53) The name ‘‘lvalue’’ comes originally from the assignment expression E1 = E2, in which the left
operand E1 is required to be a (modifiable) lvalue. It is perhaps better considered as representing an
object ‘‘locator value’’. What is sometimes called ‘‘rvalue’’ is in this International Standard described
as the ‘‘value of an expression’’.
Emphasis added.
Array expressions in C are treated differently than most other expressions. The reason for this is explained in an article Dennis Ritchie wrote about the development of the C language:
NB existed so briefly that no full description of it was written. It supplied the types int and char, arrays of them, and pointers to them, declared in a style typified by
int i, j;
char c, d;
int iarray[10];
int ipointer[];
char carray[10];
char cpointer[];
The semantics of arrays remained exactly as in B and BCPL: the declarations of iarray and carray create cells dynamically initialized with a value pointing to the first of a sequence of 10 integers and characters respectively. The declarations for ipointer and cpointer omit the size, to assert that no storage should be allocated automatically. Within procedures, the language's interpretation of the pointers was identical to that of the array variables: a pointer declaration created a cell differing from an array declaration only in that the programmer was expected to assign a referent, instead of letting the compiler allocate the space and initialize the cell.

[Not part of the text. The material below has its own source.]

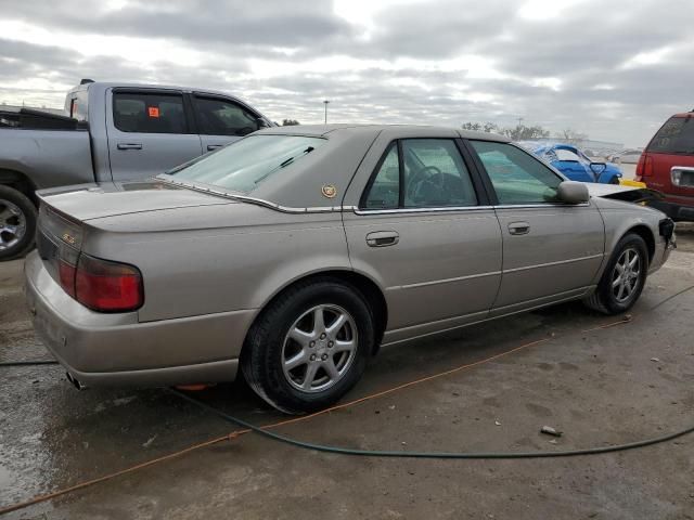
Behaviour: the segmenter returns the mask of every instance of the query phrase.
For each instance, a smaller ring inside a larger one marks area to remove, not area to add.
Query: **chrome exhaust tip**
[[[73,384],[73,387],[75,387],[77,390],[83,390],[87,388],[85,385],[79,382],[78,379],[73,377],[73,375],[69,372],[66,372],[65,376],[67,377],[67,380]]]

Values stored in the cells bound to array and pointer names were the machine addresses, measured in bytes, of the corresponding storage area. Therefore, indirection through a pointer implied no run-time overhead to scale the pointer from word to byte offset. On the other hand, the machine code for array subscripting and pointer arithmetic now depended on the type of the array or the pointer: to compute iarray[i] or ipointer+i implied scaling the addend i by the size of the object referred to.

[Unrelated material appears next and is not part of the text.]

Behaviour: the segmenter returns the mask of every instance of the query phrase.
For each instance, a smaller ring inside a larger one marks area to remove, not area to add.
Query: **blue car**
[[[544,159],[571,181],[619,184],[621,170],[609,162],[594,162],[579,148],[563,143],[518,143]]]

These semantics represented an easy transition from B, and I experimented with them for some months. Problems became evident when I tried to extend the type notation, especially to add structured (record) types. Structures, it seemed, should map in an intuitive way onto memory in the machine, but in a structure containing an array, there was no good place to stash the pointer containing the base of the array, nor any convenient way to arrange that it be initialized. For example, the directory entries of early Unix systems might be described in C as
struct {
int inumber;
char name[14];
};
I wanted the structure not merely to characterize an abstract object but also to describe a collection of bits that might be read from a directory. Where could the compiler hide the pointer to name that the semantics demanded? Even if structures were thought of more abstractly, and the space for pointers could be hidden somehow, how could I handle the technical problem of properly initializing these pointers when allocating a complicated object, perhaps one that specified structures containing arrays containing structures to arbitrary depth?
The solution constituted the crucial jump in the evolutionary chain between typeless BCPL and typed C. It eliminated the materialization of the pointer in storage, and instead caused the creation of the pointer when the array name is mentioned in an expression. The rule, which survives in today's C, is that values of array type are converted, when they appear in expressions, into pointers to the first of the objects making up the array.

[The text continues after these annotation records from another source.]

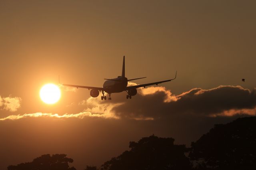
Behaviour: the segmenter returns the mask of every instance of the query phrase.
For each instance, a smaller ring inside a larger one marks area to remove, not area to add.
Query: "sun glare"
[[[54,104],[60,98],[60,90],[54,84],[46,84],[40,90],[40,97],[46,103]]]

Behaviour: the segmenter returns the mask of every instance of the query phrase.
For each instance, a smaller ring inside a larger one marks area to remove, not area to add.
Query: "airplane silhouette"
[[[104,82],[102,87],[94,87],[90,86],[83,86],[77,85],[72,85],[67,84],[61,83],[61,85],[66,86],[70,86],[78,88],[84,88],[88,89],[88,90],[91,90],[90,94],[92,97],[96,97],[100,94],[100,92],[102,91],[102,96],[101,96],[101,100],[103,99],[106,100],[106,97],[105,96],[105,93],[107,93],[108,94],[109,97],[108,100],[111,100],[111,94],[115,93],[120,93],[124,91],[126,91],[128,95],[126,95],[126,99],[132,99],[132,96],[135,96],[137,94],[137,89],[139,87],[144,87],[145,88],[146,86],[150,86],[151,85],[158,85],[162,83],[170,81],[172,80],[174,80],[176,78],[177,75],[177,71],[175,74],[175,77],[174,79],[170,80],[164,80],[163,81],[158,81],[157,82],[151,83],[147,84],[143,84],[142,85],[136,85],[132,86],[127,87],[128,81],[131,80],[137,80],[138,79],[143,79],[144,77],[137,78],[136,79],[128,79],[125,76],[125,57],[124,56],[123,59],[123,67],[122,72],[122,76],[118,76],[117,78],[114,79],[104,79],[107,80]],[[59,77],[59,83],[60,82],[60,77]]]

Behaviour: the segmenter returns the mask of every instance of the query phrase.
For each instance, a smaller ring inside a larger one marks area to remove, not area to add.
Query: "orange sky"
[[[256,7],[254,0],[0,1],[0,119],[39,112],[119,116],[0,121],[0,169],[63,153],[82,169],[142,136],[189,145],[238,116],[230,113],[255,115]],[[104,103],[87,89],[64,88],[56,104],[40,100],[40,88],[58,84],[58,75],[62,83],[102,87],[103,79],[120,75],[124,55],[126,77],[147,77],[134,83],[172,78],[176,70],[177,78],[128,101],[125,92]],[[181,99],[164,102],[170,95]],[[138,120],[146,118],[154,120]]]

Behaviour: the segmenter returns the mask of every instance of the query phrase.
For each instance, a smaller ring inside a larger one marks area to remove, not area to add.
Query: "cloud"
[[[66,113],[63,115],[59,115],[57,113],[42,113],[38,112],[34,113],[27,113],[20,115],[11,115],[4,118],[0,119],[0,121],[7,120],[15,120],[28,117],[53,117],[56,118],[78,118],[82,119],[85,117],[97,117],[108,118],[109,115],[107,114],[92,114],[90,112],[80,112],[76,114]]]
[[[238,86],[222,85],[209,89],[195,88],[177,95],[162,87],[139,88],[138,91],[138,94],[132,100],[126,99],[123,94],[114,94],[110,102],[90,98],[83,103],[86,105],[90,101],[96,112],[106,110],[119,118],[136,120],[181,115],[210,117],[255,115],[256,113],[255,90],[250,91]]]
[[[4,106],[3,109],[11,112],[15,112],[20,107],[21,98],[19,97],[12,97],[11,95],[2,98],[0,96],[0,107]]]
[[[154,120],[188,116],[210,118],[256,115],[255,89],[251,91],[241,86],[222,85],[209,89],[195,88],[177,95],[163,87],[140,88],[138,91],[131,100],[126,99],[124,93],[115,94],[111,101],[90,97],[79,103],[79,105],[86,107],[79,113],[59,115],[36,113],[11,115],[0,120],[30,117],[81,118],[89,116]],[[3,100],[6,101],[4,99]]]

This invention enabled most existing B code to continue to work, despite the underlying shift in the language's semantics. The few programs that assigned new values to an array name to adjust its origin—possible in B and BCPL, meaningless in C—were easily repaired. More important, the new language retained a coherent and workable (if unusual) explanation of the semantics of arrays, while opening the way to a more comprehensive type structure.
It's a good article, and well worth reading if you're interested in the "whys" of C.